Trying to manage multiple Flux/Mono, starting a few of them before others, and combining some of them, and getting a bit lost

Trying to manage multiple Flux/Mono, starting a few of them before others, and combining some of them, and getting a bit lost - project-reactor

I have a module that accepts entity IDs and a "resolution type" as parameters, and then gathers data (primarily) asynchronously via multiple operations that return Fluxes. The resolution is broken into multiple (primarily, again) asynchronous operations that each work on gathering different data types that contribute to the resolution. I say "primarily" asynchronously because some of the resolution types require some preliminary operation(s) that must happen synchronously to provide information for the remaining asynchronous Flux operations of the resolution. Now, while this synchronous operation is taking place, at least a portion of the overall asynchronous resolution operation can begin. I would like to start these Flux operations while the synchronous operations are taking place. Then, once the synchronous data has been resolved, I can get each Flux for the remaining operations underway. Some resolution types will have all Flux operations returning data, while others gather less information, and some of the Flux operations will remain empty. The resolution operations are time-expensive, and I would like to be able to start some Flux operations earlier so that I can compress the time a bit -- that is quite important for what I am accomplishing. So eager subscription is ideal, as long as I can guarantee that I will not miss any item emission.

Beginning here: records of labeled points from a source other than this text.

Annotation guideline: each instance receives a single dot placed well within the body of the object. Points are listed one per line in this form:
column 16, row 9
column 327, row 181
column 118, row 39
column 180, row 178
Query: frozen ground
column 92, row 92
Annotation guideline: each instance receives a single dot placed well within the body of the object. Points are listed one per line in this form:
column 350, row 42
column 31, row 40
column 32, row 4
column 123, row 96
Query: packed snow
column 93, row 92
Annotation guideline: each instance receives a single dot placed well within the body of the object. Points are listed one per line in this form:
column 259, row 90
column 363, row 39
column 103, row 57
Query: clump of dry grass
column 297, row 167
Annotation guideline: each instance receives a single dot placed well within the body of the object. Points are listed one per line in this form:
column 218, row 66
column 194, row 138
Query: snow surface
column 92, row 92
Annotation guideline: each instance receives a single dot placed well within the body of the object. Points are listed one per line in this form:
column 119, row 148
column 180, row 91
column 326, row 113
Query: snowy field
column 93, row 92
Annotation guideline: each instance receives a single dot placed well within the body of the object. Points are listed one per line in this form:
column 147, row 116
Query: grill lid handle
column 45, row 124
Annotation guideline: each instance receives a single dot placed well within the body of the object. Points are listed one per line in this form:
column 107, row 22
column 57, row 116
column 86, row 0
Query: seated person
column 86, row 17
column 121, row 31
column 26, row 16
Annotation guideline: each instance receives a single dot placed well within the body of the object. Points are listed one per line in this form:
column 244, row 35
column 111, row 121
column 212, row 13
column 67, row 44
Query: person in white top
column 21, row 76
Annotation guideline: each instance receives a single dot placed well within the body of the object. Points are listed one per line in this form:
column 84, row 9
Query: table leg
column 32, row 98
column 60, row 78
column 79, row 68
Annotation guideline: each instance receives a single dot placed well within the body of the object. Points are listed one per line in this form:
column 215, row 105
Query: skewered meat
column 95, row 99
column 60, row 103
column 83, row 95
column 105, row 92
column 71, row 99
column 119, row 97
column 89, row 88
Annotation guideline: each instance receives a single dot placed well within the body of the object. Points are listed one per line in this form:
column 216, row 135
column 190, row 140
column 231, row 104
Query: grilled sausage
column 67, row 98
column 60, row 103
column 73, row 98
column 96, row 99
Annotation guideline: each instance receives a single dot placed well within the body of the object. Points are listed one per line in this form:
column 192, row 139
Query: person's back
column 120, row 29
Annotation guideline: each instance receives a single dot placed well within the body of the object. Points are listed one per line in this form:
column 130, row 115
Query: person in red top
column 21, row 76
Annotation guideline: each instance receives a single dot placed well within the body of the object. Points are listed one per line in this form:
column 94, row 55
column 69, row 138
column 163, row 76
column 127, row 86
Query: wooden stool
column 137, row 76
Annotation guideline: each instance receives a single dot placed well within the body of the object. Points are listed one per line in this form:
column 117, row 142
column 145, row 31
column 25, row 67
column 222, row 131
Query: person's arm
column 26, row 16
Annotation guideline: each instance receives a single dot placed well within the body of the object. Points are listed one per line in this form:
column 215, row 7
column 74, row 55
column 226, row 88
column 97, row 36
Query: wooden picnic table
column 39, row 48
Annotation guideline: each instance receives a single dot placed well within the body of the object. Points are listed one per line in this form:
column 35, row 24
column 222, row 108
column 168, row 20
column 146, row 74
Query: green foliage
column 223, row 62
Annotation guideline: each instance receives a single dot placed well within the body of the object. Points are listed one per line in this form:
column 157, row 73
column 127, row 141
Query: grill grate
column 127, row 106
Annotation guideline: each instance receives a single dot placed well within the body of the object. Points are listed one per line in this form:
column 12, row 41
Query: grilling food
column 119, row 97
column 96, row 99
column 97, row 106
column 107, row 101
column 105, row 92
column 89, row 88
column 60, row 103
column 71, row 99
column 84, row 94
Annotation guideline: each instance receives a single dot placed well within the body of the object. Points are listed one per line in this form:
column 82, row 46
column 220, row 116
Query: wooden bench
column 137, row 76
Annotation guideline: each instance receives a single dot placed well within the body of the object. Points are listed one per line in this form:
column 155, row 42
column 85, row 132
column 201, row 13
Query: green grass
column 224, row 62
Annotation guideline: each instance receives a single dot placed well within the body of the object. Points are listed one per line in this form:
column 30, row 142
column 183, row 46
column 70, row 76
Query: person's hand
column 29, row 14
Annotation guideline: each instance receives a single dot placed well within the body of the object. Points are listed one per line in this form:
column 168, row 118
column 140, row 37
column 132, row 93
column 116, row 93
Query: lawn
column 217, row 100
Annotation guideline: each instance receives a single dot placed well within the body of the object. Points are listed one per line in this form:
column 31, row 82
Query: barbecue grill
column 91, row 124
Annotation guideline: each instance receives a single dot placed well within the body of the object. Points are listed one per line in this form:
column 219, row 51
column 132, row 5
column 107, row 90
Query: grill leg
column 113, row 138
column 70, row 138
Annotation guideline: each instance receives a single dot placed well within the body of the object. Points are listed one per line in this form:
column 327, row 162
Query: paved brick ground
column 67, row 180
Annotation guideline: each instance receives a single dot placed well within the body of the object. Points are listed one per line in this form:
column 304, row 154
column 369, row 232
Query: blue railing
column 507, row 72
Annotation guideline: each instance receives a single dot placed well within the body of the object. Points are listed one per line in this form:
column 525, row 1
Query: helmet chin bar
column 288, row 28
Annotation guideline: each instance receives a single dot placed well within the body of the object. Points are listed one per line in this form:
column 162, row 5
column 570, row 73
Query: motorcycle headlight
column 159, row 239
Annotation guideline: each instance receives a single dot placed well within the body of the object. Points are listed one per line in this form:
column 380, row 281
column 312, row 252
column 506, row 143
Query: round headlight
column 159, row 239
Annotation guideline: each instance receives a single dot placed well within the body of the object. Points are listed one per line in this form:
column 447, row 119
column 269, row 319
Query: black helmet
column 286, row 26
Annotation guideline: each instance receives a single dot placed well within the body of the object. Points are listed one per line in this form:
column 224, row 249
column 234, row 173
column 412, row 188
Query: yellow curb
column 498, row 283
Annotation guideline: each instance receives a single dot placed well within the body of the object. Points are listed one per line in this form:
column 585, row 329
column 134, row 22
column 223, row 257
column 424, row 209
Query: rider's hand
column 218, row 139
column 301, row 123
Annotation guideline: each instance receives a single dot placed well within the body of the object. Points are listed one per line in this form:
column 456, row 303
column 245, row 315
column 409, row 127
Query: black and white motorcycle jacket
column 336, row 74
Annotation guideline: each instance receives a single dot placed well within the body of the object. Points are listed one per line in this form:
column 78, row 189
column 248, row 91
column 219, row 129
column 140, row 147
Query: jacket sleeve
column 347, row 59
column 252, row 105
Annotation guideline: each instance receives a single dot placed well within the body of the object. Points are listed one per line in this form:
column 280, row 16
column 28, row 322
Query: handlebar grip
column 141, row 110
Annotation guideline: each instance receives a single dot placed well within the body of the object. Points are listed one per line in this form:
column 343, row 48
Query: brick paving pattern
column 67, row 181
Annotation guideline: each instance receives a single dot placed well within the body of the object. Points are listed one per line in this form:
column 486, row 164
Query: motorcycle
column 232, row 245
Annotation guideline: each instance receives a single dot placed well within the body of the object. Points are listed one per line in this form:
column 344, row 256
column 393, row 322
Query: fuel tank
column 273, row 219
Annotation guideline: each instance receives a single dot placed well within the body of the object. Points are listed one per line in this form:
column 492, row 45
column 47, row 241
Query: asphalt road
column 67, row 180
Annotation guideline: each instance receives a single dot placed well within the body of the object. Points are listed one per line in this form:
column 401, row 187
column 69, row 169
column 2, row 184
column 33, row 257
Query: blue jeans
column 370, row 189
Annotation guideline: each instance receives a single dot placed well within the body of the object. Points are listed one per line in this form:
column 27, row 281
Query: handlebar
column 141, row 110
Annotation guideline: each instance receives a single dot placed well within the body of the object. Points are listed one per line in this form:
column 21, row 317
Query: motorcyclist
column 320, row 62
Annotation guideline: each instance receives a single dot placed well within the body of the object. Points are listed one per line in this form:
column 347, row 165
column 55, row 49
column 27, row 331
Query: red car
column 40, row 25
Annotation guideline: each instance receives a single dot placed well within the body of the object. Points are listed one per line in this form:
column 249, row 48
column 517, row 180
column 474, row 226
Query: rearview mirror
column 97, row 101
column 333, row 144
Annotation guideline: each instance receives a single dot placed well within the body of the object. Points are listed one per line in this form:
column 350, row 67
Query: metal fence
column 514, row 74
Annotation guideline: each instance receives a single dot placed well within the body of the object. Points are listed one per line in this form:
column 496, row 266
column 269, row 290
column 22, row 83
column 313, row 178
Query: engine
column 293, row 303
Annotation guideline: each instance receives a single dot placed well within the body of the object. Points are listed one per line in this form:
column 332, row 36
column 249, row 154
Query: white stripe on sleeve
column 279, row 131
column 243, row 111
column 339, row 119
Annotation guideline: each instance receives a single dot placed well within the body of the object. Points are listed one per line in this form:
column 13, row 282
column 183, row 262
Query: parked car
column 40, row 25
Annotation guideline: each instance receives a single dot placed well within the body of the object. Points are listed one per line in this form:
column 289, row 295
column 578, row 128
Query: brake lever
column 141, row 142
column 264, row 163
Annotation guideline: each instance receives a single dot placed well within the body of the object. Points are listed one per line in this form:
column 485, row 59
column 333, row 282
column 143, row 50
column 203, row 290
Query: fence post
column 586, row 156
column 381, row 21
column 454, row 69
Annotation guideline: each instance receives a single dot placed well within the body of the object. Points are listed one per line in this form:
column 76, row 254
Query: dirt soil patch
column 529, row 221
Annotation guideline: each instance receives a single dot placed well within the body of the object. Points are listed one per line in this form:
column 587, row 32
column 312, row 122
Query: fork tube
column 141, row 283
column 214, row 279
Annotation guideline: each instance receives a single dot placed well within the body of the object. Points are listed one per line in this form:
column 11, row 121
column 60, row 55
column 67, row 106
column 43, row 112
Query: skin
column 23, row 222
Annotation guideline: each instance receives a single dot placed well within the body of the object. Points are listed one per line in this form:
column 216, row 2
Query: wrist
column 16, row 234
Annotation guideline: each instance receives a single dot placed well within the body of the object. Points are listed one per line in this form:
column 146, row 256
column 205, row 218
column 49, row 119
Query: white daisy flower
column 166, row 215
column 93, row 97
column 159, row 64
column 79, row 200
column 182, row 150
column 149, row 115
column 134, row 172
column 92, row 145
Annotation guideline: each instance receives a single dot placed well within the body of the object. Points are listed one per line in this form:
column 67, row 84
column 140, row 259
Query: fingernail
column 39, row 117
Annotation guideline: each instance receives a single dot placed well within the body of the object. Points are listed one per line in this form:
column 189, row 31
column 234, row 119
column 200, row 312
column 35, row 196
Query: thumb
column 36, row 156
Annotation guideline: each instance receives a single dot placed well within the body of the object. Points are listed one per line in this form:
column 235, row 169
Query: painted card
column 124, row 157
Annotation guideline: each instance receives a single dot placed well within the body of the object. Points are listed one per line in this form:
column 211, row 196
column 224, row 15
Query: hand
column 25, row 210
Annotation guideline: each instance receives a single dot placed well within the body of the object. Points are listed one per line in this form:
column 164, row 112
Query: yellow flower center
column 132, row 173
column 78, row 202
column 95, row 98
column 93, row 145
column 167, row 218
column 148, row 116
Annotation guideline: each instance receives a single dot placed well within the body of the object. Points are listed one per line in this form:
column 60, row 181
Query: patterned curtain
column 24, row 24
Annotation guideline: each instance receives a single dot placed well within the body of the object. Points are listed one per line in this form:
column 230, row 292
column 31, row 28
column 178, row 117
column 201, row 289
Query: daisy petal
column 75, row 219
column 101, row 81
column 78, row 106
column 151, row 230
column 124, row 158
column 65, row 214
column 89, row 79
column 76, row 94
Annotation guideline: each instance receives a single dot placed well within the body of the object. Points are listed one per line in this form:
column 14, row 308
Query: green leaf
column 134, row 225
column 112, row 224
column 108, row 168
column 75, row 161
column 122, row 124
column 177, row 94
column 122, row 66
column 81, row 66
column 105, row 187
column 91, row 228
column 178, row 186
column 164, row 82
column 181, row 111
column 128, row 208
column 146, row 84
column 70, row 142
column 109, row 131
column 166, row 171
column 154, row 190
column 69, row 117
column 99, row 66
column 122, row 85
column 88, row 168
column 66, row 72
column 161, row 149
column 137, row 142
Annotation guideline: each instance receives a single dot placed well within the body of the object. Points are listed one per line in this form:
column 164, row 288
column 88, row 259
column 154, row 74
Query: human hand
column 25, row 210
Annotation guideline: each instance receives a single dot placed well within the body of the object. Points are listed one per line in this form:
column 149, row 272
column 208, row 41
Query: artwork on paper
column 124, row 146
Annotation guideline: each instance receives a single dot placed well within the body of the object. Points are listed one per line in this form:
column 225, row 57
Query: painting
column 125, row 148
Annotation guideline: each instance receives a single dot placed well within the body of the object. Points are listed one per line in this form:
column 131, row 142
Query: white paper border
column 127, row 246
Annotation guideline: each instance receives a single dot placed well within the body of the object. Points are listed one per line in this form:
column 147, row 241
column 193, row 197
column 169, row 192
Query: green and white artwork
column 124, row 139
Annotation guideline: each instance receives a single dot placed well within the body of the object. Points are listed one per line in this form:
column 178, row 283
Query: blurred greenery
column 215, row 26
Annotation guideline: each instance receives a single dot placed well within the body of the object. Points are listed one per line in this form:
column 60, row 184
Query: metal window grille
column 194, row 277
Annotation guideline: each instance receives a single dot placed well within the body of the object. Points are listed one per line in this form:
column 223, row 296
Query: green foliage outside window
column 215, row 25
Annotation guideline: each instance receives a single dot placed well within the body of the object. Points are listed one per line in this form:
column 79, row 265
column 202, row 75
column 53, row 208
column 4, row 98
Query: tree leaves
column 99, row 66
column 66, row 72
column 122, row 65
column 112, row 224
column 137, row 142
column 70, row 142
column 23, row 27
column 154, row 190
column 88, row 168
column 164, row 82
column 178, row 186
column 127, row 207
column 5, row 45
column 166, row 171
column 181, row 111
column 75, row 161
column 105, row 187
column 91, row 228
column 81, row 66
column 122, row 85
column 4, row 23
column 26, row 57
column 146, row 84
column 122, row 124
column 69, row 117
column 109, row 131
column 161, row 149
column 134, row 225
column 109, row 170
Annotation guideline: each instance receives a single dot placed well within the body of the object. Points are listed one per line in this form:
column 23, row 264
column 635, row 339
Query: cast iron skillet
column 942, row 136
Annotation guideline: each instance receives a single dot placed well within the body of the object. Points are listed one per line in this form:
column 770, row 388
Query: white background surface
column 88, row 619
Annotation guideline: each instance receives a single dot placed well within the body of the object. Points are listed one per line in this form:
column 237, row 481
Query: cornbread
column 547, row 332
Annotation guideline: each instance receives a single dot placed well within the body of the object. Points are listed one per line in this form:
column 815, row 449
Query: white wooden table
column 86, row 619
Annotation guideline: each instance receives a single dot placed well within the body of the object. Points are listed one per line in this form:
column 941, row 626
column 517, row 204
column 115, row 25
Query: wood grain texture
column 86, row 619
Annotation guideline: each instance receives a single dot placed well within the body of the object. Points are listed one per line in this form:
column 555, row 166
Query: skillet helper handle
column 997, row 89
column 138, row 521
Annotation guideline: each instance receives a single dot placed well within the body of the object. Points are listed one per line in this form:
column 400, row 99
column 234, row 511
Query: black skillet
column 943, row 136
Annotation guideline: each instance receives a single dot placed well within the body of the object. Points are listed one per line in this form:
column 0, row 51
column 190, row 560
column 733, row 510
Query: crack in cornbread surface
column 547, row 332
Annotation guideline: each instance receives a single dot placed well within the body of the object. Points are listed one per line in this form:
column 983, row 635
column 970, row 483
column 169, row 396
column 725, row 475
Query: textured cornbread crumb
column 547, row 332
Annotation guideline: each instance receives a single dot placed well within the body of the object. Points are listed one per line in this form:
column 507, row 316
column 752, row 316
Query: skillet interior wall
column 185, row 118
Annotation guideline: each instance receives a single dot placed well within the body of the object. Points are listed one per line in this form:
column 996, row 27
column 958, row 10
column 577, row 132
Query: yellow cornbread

With that in mind, how can I:
Create a "holder" or a "container" for each of the Flux operations that will be needed to resolve everything, and initialize them as empty (like Flux.empty())
Add items to whatever I can create in item 1 above -- it was initialized as empty, but I might want the data from one or multiple finite and asynchronous Flux operations, but I do not care to keep them separate, and they can appear as one stream when I will use collectList() on them to produce a Mono.
When some of these Flux operations should start before some of the others, how can I start them, and ensure that I do not miss any data? And if I start a name resolution Flux, for example, can I add to it, as in item 2 above? Let's say that I want to start retrieving some data, then perform a synchronous operation, and then I create another name resolution Flux from the result of the synchronous operation, can I append this new Flux to the original name resolution Flux, since it will be returning the same data type? I am aware of Flux.merge(), but it would be convenient to work with a single Flux reference that I can keep adding to, if possible.
Will I need a collection object, like a list, and then use a merge operation? Initially, I thought about using a ConnectableFlux, until I realized that it is for connecting multiple subscribers, rather than for connecting multiple publishers. Connecting multiple publishers is what I think would be a good answer for my need, unless this is a common pattern that can be handled in a better way.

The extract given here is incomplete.